The initial PCIe card will house two IPUs, which are connected via a high-speed interconnect. Connecting multiple cards within a server is made possible with another fabric. According to Toon, each card will draw between 250 to 300 watts, which puts in the same thermal territory as an NVIDIA Pascal P100 or an Intel Knights Landing Xeon Phi. That effectively limits its usage to relatively modest-sized clusters used for training neural networks.

The company is also developing an appliance box based on these cards, which sounds analogous to NVIDIA’s DGX-1 system for the P100 GPU.  In addition, Graphcore is also in talks with hyperscalers and OEMs to get their accelerator card into servers manufactured and sold through the usual supply routes.

Although the initial deployments for the first products will largely be limited to training the neural networks, Toon says more specialized products for inferencing and applications at the edge of the network are on the company’s radar. These are likely to be lower power versions tweaked for the specific solution space. In that sense, it’s similar to NVIDIA’s AI strategy, which provides different GPU products for training, inferencing and embedded applications.

In advance of the initial product release, Graphcore intends to provide benchmark data to back up its performance claims. Assuming they can demonstrate those advantages, the company still has to overcome the considerable head start NVIDIA has in this market and the ecosystem advantages it has built. At least with regard to neural network training, NVIDIA has something north of 90 percent of the processor market, and is expanding its footprint in other areas like machine learning inferencing and autonomous vehicles.

That’s the crux of the challenge for Graphcore, or really for any company looking to insert a customized ASIC solution into a market dominated by commodity-driven technology. That task becomes even more challenging for a small company that has to bear the expensive burden of maintaining a processor roadmap than can keep pace with those of larger chipmakers. If there is a model on how to accomplish this, Graphcore can look to NVIDIA itself, which was able to outmaneuver Intel (at least for the time being) to become the dominant provider of machine learning silicon in the datacenter.

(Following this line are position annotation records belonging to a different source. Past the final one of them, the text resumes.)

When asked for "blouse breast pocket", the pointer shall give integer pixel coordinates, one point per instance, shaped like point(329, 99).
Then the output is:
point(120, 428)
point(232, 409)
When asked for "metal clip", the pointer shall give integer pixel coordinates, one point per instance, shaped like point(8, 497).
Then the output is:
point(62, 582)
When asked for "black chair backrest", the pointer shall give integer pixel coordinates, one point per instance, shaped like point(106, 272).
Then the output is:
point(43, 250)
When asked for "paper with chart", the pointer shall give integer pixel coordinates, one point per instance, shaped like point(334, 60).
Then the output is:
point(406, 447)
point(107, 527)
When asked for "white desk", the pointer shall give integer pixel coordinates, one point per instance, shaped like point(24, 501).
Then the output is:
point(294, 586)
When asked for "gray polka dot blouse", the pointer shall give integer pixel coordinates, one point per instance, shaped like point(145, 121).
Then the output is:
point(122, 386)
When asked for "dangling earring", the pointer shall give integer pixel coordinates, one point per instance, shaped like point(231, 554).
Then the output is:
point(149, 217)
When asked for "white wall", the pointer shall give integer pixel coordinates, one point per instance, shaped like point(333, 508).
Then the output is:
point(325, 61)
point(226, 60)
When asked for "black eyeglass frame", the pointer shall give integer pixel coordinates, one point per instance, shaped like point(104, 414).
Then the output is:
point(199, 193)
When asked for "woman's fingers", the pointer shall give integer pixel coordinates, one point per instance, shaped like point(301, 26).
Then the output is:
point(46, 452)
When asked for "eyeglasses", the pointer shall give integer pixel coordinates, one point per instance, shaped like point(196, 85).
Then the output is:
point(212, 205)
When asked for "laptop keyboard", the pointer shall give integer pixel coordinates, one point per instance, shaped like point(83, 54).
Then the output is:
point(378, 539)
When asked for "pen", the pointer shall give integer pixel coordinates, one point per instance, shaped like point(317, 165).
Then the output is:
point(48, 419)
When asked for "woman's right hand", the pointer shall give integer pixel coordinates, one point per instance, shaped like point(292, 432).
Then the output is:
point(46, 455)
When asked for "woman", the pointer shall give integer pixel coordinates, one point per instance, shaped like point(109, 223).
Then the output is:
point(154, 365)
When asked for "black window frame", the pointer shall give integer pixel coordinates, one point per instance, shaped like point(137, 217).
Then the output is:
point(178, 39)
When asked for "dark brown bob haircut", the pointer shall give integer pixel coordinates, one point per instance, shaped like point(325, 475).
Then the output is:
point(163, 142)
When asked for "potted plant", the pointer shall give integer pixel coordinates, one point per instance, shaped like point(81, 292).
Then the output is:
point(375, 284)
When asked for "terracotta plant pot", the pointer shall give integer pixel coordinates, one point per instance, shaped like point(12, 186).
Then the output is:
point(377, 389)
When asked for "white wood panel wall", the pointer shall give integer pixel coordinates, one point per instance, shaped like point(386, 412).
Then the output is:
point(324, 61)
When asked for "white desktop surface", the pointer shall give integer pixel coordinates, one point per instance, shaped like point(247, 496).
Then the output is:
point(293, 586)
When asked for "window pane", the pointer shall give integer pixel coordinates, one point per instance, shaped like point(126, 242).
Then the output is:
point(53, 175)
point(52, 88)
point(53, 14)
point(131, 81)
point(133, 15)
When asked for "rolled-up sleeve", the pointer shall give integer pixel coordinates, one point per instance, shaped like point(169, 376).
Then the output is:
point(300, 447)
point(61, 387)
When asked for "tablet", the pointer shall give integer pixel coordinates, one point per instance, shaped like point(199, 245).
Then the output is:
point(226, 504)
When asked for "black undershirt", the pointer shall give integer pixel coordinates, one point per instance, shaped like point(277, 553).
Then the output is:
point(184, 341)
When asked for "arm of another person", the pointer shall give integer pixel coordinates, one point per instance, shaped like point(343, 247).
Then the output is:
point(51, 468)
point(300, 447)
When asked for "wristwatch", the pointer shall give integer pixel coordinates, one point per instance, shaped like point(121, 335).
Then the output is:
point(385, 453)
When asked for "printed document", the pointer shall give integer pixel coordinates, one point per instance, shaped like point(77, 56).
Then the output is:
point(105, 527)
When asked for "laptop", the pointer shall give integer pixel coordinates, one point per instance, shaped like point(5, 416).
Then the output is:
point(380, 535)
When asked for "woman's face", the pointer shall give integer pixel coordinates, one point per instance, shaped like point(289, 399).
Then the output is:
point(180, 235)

An even more encouraging example is what happened in the Bitcoin market, which, in a period of five years or so migrated from CPUs to GPUs to FPGAs to custom ASICs.  While AI obviously encompasses a much broader application set than Bitcoin, like the latter it represents a nascent market where application performance is the most critical driver. Whereas traditional high performance computing has largely abandoned proprietary processors due to its niche customer base, in the AI space, customized solutions remain an open question.

As Toon notes, since they started from a clean slate, they didn’t have to maintain compatibility with an architecture built for a total different purpose. Nor were they constricted by an application model that relied on legacy platforms. “What we’re trying to do is initially build a system that moves forward the state-of-the-art in machine learning and push the limits of what is possible,” he says.